Your work is very stylized. Do you have a particular source of inspiration within art/art history or did the style come to you in another way?

My drawings are built out of an almost typographic vocabulary, and I think this is because they evolved from the margins of school notebooks, and alongside penmanship classes. There are proscribed rules. If you were to design your own font set, for instance, you couldn't make an "a" look too much like a "d", or else you would risk illegibility. These are the type of rules I'm dealing with. However, the rules can also bend and mutate to the point where they have changed considerably, sometimes into something else entirely. Style's vitality depends on its impermanance, even though its foundations need to be fairly rigid. That's the paradox of style. I think the stylized nature my drawings imbues them with a common vocabulary through which nuance can be expressed in an authorial voice, not unlike fiction. The authors I most enjoy tend to write stylized prose.

How do Superfreaks fit into your work as a whole? Are they a point on an artistic trajectory or more of a personal artistic destination?

Though I pursue many avenues to fulfill different creative needs, the products of these labors are all under the aegis of self-knowledge. A recurring theme in my work that insists on being heard is transgression-- content that is at odds with conventional manners or customs, as well as ego transgression through the act of making. So from that angle, I guess I'd say I'm making stylized drawings and pop-songs toward an abstract expressionist-esque ego-dissolve endpoint. How weird is that? There's a term I heard a couple of years ago that I really like-- Hornfuck. It refers to when saxophonists blow free-jazz type lines, but without the nuance and finesse of a real practitioner. There's that side to my production, too, the Hornfuck side, and I think it's important to have some of that going on at all times-- it's the primordial ooze of improvisation, the state before an improvisation has been shaped or modeled in any way. The daily blog post format will allow me to explore my Hornfuck drawing side more than usual, once I've been keeping it going for awhile and I find myself in the the deep end of the pool. My music side doesn't need cajoling-- since I play the saxophone, Hornfuck is always close at hand.

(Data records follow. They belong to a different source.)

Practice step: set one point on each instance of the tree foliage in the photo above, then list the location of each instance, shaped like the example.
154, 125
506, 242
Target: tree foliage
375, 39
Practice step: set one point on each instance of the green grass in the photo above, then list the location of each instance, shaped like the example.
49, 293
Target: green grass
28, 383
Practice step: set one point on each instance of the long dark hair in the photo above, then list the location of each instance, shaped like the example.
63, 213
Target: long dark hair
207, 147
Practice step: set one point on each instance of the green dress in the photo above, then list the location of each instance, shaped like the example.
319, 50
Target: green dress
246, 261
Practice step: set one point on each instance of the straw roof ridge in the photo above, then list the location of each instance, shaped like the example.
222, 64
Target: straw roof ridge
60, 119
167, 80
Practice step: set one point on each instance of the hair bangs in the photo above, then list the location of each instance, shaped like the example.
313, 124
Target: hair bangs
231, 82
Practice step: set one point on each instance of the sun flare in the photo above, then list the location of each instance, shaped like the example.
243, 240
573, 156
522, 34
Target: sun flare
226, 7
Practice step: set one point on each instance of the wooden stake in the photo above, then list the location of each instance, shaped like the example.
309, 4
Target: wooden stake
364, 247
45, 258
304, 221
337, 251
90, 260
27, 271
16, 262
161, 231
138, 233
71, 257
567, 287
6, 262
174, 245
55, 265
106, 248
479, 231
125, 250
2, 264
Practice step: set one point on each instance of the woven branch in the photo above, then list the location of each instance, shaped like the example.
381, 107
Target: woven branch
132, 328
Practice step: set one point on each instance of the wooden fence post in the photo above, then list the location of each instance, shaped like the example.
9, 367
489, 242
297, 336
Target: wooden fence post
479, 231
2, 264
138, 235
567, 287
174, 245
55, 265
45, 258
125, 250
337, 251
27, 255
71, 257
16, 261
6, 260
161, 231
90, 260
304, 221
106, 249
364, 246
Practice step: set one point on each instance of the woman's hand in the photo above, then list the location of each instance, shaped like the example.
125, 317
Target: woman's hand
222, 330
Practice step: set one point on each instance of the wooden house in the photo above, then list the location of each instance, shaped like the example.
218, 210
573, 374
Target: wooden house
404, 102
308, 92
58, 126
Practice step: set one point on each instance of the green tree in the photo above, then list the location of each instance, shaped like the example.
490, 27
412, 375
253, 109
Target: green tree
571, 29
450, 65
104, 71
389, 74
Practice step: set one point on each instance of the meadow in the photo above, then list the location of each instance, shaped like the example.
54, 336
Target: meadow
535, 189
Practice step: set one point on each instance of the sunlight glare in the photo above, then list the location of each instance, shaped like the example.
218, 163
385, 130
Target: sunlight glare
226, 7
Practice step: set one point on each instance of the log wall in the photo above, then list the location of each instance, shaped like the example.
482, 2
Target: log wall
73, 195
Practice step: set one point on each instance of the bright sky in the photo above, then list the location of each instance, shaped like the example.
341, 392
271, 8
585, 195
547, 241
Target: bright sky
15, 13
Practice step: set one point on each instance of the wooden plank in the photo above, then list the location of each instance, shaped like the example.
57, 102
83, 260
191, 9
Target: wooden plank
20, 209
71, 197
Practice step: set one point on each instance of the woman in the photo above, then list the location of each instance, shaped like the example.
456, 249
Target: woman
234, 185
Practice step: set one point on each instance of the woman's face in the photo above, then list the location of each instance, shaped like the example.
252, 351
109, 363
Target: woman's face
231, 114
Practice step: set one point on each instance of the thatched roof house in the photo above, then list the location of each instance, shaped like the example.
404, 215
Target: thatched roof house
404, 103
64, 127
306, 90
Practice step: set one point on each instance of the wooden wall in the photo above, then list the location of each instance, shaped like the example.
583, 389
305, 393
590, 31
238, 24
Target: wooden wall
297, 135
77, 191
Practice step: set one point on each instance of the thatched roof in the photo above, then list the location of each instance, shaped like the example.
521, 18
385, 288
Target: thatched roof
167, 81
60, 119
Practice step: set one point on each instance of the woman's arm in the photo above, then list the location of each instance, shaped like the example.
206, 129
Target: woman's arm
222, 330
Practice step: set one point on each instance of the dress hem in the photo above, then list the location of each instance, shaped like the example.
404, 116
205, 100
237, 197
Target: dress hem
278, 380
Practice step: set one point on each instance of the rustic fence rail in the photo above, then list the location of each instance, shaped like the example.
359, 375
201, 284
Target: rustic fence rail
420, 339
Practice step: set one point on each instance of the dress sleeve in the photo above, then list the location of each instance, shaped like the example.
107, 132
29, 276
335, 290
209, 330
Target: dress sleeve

In many of your drawings you substitute (and even adorn) body parts, particularly sexual and genital ones, with objects. Can you explain the significance? Are you questioning or making a statement about objectification? Does it have to do with the fetish-ization of objects in contemporary culture?

I don't think I do a lot of statement-making in my drawings. Mostly, I react unconsciously to things (internal and external,) as I'm VERY impressionable. I will listen to or watch an advertisement, and be completely absorbed. I don't feel like it's gullibility per se, as I can observe my own behavior. It's more like an extreme receptivity to the power of suggestion. Like many artists I have known, I think I tend to see beyond the societally sanctioned constructs of gender, so I do like to play with it in the drawings, though not in a way that I would classify as critique. My fetishistic depiction of objects is symbiont to my actual fetishization of objects. I go through phases thinking about different types of objects, often musical instruments, and this tendency works its way into the drawings. So, my confusion between or blending of sexual and material objectification, is it a form commentary? I guess maybe it is, but not consciously?

You've decided to make a blog part of the Superfreak project. What does the internet as a means of communication to your audience provide that is important for you, especially in regards to this work?

It provides a lot, I think. I really enjoy the internet as audience. Many unrelated people from all over wind up checking out your work, and their pleasure isn't predicated on previous knowledge-- checking out a link is kind of like popping into a bar. You went to see your girlfriend's brother's band headline, but maybe it's the opening band that really knocks your socks off. Because my work is unusual but generally expository, it is often enhanced by the peek-a-boo element of surprise. Having a daily blog is taking these dynamics in good directions, or maybe interesting ones if not good ones. Usually, interesting is good.